Proposition 51 will provide badly needed state grant funds to school districts all over the state, and will continue the successful School Facility Program – one of California’s most successful state and local partnerships.
Proposition 51 will provide the resources necessary to ensure all of our students are given equal access to a safe, healthy learning environment. It prioritizes education by ensuring our schools are updated, repaired, refurbished and, where needed, new classrooms built to relieve overcrowding.
Since 1998, school districts like ours raise local funds through a mix of local general obligation bonds and developers fees in areas of housing growth, and then can apply for matching state grant funds. What is often overlooked, however, is the significant investment local communities are required to make before applying for state funds.
In the case of the Scotts Valley Unified School District, if Proposition 51 doesn’t pass and the existing program disappears, we will have spent $188,000 in local funds to qualify for state funds that will not be available. I suspect our district is not alone, as the school facility program has been utilized by hundreds of districts for nearly two decades.
Funds for the program have been depleted and our K-12 schools and community colleges now face a backlog of nearly $2 billion in facility needs, and the state has identified billions more in projected need.
Scotts Valley Unified needs to complete the new construction of a middle school; Prop 51 monies would pay for rebuilding the Middle School Gymnasium.

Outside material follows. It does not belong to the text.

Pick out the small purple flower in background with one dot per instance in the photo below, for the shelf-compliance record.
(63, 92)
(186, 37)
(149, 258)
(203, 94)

Without the passage of Prop 51, there will not be enough money to renovate the gym and pavilion.
There are examples like this up and down the state of California: communities that have done their part to raise local funds and serve students that are now waiting for their turn to receive funding from the state under the state’s matching grant program.
When new homes are built, they generate developer fees that can be used to build new schools, but renovations and repairs to aging schools must rely primarily on state and local funds.
If Proposition 51 does not pass and the entire burden of school facilities is shifted to local communities – as critics suggest should happen – it will only result in an unjust scenario: The wealthy communities will have quality schools because they can afford to raise the necessary local taxes to meet their facility needs; and those communities that cannot raise the local funds will have to live with deteriorating and outdated facilities.
Proposition 51 is a necessary investment in both the quality and equitable accessibility to good schools, and it does so without raising local taxes.
Proposition 51 has been endorsed by more than 160 school districts, the California State Superintendent of Public Instruction Tom Torlakson, the California State PTA, the California Chamber of Commerce, both the California Republican Party and the California Democratic Party and 350 other respected organizations and community leaders.
Our schools are our responsibility. Your vote will demonstrate that our community highly values the needs of students and equal access to a quality education.
Please join us in voting YES on Proposition 51.
Our Middle School needs it and our students deserve it!
Tanya Krause, SVUSD Superintendent, in her individual capacity.